The book's most celebrated chapter, 'What's in a List?', remains one of the most illuminating pieces of cognitive anthropology ever written. Goody's analysis of the earliest Mesopotamian administrative documents, combined with his observations of listing practices among the LoDagaa, produced a sustained demonstration that the list is a cognitive form writing made possible rather than a natural form writing happened to express.
The book was controversial on publication and remains so. Critics, including Brian Street and Ruth Finnegan, argued that Goody's sharp distinction between oral and literate cognition understated the sophistication of oral cultures and overstated the transformative power of writing. Goody responded to these critiques in subsequent work, sharpening but not abandoning his central claims.
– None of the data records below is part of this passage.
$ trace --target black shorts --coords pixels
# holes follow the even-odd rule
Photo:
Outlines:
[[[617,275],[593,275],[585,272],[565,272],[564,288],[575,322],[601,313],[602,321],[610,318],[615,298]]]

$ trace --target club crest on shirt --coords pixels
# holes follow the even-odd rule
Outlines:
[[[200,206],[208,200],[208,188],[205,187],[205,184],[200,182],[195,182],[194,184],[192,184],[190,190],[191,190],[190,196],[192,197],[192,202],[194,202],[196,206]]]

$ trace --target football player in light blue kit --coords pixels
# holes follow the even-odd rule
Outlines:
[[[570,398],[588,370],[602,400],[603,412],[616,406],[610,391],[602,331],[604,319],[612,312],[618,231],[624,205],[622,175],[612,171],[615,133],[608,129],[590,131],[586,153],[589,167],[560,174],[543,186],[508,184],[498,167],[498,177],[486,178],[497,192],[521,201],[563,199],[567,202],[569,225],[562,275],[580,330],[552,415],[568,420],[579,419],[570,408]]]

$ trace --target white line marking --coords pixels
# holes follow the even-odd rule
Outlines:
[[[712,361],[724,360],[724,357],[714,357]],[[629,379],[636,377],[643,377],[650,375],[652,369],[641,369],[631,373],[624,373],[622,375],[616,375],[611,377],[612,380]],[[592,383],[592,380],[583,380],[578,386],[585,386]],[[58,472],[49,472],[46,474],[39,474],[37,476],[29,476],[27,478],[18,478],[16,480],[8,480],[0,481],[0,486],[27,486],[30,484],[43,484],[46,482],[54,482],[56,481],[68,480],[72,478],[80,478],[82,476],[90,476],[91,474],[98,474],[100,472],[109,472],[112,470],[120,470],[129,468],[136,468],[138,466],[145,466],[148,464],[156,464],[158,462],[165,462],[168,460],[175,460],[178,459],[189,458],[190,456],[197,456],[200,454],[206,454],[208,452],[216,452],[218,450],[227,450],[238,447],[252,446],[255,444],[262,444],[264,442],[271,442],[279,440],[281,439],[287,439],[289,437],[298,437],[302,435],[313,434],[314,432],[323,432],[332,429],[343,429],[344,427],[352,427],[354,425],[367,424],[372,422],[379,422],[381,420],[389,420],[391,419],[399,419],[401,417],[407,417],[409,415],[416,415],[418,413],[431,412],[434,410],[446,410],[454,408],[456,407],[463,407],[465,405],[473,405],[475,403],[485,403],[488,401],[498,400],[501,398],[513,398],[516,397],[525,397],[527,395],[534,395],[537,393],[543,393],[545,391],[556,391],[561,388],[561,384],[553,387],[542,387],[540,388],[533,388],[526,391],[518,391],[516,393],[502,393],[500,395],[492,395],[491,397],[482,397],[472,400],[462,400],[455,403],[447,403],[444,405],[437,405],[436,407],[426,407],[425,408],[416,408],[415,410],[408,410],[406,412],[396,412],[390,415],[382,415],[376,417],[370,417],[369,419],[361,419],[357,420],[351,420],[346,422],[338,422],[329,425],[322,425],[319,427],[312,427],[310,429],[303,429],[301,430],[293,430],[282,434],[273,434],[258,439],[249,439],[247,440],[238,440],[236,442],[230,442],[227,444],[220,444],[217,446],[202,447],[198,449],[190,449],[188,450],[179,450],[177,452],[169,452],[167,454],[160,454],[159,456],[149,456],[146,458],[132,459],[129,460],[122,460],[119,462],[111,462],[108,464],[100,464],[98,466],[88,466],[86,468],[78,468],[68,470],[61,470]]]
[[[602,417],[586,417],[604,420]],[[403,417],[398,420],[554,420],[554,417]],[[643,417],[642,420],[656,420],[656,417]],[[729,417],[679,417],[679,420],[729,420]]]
For the AI moment, the book provides the analytical template. Its method — identifying specific cognitive forms, showing how they depend on specific medium properties, tracing their consequences through social and intellectual history — is exactly the method the current transition demands. Every chapter of the Goody — On AI volume is an exercise in extending this method into territory Goody did not live to analyze.
The book's title reflects Goody's polemical engagement with Lévi-Strauss. Where La Pensée sauvage emphasized the universality of cognitive structures across human cultures, Goody's 'domestication' emphasized the transformation cognitive structures undergo when writing enters a culture. The savage mind is not tamed by civilization; it is restructured by a specific cognitive technology.
Published in 1977 by Cambridge University Press, the book consolidated arguments Goody had been developing since the 1963 essay 'The Consequences of Literacy' (co-authored with Ian Watt). It drew directly on his LoDagaa fieldwork and on comparative study of Mesopotamian, Egyptian, Chinese, and Greek literacy traditions.
The book's preparation was shaped by intense intellectual exchange with Cambridge colleagues including Meyer Fortes, Edmund Leach, and Jack Goody's brother Edward, as well as by engagement with the work of Walter Ong, Eric Havelock, and Marshall McLuhan.
Response to Lévi-Strauss. Cognitive differences are not in capacity but in media.
The list as product. Systematic demonstration that listing is enabled by writing, not merely expressed through it.
Tables and classification. Two-dimensional arrangements enable operations unavailable in narrative.
Recipes and instructions. Decontextualized procedural knowledge becomes possible through writing.
Formulae. Abstract relationships between variables require external surfaces for manipulation.